# Solved: Weird Monitor Lock...



## GoblinCleaver (Jan 18, 2008)

I realized today that the brightness of my monitor was actually hurting my eyes at work. When I hit the buttons on the monitor to manually change the settings, a padlock picture appears on my screen. Next I tried doing it through the computer itself, but that didn't help either as I didn't know what I was looking for (probably in control panel?).

I'm running Windows XP Pro on a Dell Dimension 8200 with a 17" Dell Monitor. I can't find any program on my computer that would be doing this (because I know there are ways to lock-down those buttons on the monitor through third-party software).

So how can I change the brightness?

Thanks


----------



## GoblinCleaver (Jan 18, 2008)

bump


----------



## cwwozniak (Nov 29, 2005)

Might be a firmware or hardware bug in the monitor. Here is a page with a method of removing the icon that works for some Dell Monitors.

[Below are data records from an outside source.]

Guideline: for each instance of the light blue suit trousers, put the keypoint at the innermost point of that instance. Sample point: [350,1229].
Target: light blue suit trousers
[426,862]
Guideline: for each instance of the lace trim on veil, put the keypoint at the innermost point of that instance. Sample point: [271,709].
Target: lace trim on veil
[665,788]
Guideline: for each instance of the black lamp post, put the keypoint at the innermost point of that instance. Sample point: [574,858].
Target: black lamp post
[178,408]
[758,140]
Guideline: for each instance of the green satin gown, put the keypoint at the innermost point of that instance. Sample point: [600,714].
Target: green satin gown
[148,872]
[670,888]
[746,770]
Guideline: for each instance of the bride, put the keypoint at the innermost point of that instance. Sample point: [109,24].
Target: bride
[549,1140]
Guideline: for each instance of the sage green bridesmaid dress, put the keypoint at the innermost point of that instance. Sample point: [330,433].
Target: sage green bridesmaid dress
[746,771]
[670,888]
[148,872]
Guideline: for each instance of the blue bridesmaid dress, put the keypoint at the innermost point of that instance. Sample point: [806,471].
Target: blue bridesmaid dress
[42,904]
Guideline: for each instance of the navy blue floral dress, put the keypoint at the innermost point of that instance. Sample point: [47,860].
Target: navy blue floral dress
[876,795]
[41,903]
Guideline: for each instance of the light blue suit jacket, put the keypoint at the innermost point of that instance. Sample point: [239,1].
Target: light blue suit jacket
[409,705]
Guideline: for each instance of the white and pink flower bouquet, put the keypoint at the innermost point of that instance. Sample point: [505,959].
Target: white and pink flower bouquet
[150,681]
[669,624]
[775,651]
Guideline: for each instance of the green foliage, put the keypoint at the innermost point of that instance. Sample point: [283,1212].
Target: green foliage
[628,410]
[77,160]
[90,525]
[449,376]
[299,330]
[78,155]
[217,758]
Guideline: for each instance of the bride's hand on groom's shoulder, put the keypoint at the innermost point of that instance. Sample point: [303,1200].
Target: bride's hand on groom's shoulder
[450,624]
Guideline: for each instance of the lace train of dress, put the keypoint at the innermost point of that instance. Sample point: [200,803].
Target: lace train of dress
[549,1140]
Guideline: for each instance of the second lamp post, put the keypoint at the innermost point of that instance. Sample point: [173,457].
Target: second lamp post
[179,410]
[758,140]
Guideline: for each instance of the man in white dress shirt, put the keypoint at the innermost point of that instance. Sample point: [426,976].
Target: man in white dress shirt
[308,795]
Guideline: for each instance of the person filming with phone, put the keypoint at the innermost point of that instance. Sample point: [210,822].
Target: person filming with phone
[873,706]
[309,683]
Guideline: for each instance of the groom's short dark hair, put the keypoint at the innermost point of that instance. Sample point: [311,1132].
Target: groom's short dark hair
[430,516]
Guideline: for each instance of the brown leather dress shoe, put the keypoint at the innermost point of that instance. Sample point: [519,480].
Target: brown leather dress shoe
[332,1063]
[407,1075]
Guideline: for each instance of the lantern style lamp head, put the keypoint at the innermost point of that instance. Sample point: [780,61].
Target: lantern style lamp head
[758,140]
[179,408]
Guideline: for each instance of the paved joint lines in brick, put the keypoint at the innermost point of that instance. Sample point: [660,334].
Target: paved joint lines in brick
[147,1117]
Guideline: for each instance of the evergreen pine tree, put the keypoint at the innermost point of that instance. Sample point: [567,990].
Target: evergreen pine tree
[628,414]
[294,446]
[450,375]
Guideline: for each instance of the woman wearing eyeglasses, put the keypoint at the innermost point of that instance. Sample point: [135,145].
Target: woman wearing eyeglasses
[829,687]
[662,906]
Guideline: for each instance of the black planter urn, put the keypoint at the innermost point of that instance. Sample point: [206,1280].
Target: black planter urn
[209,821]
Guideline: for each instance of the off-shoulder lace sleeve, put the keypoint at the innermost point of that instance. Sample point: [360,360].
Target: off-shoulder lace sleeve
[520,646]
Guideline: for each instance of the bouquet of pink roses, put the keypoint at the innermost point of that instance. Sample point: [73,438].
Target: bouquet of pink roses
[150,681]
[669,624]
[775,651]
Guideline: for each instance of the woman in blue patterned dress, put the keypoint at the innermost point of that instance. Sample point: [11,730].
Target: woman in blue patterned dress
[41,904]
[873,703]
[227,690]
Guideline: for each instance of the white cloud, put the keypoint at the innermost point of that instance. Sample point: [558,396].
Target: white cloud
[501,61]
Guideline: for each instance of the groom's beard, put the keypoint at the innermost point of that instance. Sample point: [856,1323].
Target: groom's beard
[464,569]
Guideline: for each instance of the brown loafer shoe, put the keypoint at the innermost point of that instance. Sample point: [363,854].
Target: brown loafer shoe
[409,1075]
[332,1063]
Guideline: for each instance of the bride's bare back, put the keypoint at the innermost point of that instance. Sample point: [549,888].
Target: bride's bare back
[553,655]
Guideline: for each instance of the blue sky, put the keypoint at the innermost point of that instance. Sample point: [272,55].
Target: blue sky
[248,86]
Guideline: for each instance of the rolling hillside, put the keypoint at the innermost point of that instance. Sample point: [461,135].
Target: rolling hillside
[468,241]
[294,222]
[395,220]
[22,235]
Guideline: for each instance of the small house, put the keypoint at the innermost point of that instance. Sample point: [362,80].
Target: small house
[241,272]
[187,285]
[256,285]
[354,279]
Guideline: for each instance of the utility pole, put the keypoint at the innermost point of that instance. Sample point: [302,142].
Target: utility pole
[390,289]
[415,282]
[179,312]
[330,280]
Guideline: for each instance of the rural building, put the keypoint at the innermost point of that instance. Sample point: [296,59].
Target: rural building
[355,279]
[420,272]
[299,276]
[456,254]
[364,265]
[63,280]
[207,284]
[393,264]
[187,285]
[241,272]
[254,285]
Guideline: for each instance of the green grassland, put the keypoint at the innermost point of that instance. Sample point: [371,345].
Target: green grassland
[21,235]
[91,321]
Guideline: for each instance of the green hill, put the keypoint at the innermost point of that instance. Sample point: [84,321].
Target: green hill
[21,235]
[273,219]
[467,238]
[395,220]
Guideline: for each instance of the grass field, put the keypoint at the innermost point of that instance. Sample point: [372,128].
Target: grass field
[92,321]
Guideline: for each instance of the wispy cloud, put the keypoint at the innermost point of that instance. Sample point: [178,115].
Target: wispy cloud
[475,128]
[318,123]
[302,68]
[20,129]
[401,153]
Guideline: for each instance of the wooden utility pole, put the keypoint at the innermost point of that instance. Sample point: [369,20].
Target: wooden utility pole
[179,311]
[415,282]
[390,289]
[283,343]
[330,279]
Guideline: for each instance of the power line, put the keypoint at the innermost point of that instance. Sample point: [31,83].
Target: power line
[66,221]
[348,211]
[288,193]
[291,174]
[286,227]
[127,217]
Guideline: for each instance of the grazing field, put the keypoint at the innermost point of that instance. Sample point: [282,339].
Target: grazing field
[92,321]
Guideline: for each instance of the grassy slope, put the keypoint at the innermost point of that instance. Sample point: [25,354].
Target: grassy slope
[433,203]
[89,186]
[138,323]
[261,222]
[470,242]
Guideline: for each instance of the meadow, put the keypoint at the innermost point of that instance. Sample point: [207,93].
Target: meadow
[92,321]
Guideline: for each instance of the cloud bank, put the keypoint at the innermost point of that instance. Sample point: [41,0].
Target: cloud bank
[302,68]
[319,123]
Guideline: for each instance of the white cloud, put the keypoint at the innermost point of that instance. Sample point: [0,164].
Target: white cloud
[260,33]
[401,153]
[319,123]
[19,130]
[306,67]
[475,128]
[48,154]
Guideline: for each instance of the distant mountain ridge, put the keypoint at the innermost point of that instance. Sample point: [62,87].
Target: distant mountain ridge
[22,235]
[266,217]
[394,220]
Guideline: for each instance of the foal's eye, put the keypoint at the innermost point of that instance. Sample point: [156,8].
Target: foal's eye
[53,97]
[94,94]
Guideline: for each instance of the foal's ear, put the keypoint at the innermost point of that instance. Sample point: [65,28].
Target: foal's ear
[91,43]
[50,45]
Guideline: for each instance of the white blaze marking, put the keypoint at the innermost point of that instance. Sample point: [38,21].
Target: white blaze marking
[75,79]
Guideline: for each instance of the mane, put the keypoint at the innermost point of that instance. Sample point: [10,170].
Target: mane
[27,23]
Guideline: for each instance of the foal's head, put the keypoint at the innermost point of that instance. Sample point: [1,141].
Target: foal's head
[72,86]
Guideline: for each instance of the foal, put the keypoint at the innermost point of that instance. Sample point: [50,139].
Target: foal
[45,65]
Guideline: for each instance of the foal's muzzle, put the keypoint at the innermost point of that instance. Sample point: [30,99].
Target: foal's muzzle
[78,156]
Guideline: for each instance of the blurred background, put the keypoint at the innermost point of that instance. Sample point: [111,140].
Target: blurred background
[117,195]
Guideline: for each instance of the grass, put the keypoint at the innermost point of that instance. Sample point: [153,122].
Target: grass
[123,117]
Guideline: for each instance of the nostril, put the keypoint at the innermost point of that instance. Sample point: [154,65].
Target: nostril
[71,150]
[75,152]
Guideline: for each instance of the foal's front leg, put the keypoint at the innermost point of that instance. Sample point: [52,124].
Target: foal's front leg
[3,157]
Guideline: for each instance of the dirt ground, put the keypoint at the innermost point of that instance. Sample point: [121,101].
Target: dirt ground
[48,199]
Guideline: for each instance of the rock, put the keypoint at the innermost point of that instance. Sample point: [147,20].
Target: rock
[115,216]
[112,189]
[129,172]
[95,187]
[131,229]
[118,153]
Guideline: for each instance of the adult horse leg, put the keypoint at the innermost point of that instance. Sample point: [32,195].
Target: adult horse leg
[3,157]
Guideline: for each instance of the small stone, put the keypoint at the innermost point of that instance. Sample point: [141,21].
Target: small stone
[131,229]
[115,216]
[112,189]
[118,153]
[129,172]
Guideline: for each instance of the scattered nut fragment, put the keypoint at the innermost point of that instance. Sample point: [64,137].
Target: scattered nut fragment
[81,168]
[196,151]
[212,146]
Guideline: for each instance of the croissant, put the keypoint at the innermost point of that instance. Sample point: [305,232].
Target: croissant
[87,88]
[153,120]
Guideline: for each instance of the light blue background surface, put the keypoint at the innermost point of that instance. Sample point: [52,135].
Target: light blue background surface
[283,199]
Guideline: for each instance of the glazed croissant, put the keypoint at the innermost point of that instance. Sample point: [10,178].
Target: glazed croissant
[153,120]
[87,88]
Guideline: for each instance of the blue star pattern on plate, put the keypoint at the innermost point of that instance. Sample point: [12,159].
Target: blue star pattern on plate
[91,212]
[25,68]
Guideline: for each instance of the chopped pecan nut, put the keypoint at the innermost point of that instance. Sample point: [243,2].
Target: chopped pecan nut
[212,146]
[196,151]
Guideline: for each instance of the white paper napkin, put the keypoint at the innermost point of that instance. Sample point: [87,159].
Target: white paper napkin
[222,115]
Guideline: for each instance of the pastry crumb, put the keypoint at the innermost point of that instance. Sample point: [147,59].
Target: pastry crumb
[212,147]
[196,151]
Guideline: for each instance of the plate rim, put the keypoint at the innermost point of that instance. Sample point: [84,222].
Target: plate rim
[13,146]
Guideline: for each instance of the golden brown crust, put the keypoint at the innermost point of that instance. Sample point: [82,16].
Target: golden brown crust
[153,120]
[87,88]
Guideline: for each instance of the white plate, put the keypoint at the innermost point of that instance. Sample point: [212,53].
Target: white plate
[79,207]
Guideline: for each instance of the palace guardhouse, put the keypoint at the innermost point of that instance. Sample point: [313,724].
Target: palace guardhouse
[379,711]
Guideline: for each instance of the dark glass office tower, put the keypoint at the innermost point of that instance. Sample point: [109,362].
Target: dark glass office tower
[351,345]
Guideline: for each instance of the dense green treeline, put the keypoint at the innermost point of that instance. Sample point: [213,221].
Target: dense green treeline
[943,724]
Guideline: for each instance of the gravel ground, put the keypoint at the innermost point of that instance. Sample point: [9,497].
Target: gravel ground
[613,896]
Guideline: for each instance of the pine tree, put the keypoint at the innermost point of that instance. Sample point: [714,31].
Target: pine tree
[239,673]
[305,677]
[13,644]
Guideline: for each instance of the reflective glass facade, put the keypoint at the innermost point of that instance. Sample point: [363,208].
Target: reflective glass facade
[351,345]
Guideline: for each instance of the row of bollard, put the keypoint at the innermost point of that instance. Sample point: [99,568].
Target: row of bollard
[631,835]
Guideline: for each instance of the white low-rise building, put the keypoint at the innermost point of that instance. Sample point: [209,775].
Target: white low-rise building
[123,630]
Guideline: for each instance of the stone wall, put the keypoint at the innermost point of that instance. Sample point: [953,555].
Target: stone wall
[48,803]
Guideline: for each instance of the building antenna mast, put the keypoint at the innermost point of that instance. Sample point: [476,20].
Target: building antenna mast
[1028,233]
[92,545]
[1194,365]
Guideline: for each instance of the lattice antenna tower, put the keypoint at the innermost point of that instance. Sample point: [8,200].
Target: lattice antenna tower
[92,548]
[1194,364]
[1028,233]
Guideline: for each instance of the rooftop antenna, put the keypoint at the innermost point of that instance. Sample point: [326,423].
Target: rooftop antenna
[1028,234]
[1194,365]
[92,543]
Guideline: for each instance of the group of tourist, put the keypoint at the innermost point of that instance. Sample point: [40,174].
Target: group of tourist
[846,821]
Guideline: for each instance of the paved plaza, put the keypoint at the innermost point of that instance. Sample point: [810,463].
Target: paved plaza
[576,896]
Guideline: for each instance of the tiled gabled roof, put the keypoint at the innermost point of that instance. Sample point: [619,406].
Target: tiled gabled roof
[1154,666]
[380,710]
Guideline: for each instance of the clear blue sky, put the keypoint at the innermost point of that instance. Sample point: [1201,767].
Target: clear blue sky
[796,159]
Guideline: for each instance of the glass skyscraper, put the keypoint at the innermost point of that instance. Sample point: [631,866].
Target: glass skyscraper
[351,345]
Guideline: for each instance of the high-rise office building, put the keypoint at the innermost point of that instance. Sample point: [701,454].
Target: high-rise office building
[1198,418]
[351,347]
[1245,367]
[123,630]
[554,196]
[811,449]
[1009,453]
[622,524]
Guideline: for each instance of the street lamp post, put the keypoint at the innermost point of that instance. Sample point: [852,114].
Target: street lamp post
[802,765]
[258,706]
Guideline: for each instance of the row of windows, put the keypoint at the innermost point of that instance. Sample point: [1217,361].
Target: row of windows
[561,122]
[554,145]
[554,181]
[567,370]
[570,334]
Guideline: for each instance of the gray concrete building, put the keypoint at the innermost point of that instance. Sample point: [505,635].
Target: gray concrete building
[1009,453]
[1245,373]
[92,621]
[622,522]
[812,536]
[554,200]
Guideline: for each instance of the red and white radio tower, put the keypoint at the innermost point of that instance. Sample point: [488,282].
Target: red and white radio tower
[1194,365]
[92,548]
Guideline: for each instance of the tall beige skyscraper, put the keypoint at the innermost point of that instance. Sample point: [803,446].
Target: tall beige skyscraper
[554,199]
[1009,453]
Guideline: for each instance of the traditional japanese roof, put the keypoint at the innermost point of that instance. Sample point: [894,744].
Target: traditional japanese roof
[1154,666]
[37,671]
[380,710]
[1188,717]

http://www.paulstravelpictures.com/Dell-LCD-Monitor-Flashing-Padlock-Icon/index.htm


----------



## GoblinCleaver (Jan 18, 2008)

cwwozniak said:


> Might be a firmware or hardware bug in the monitor. Here is a page with a method of removing the icon that works for some Dell Monitors.
> 
> http://www.paulstravelpictures.com/Dell-LCD-Monitor-Flashing-Padlock-Icon/index.htm


Thanks Woz. I wasn't able to find any solution to this problem by google search or by going to Dell Discussion Forums. I thought the link you gave me would work after reading it, but I tried it to no avail. My padlock is continuously displayed as locked, not changing from locked to unlocked like on the site you showed me. I can't figure out what's causing it, but do you know of any other way I could go in and change it manually that you know of?

I'm getting pretty desperate (notice the bump). Nobody anywhere seems to know what this problem is. I thought it was going to be something fairly simple...

Thanks again though!


----------



## GoblinCleaver (Jan 18, 2008)

Solved: http://www.tomshardware.com/forum/1335-3-dell-1701fp-undocumented-lock-mode

Holding the menu button down for 20 seconds or so changed the icon to unlocked (Yay!)

Wow, that was simple.


----------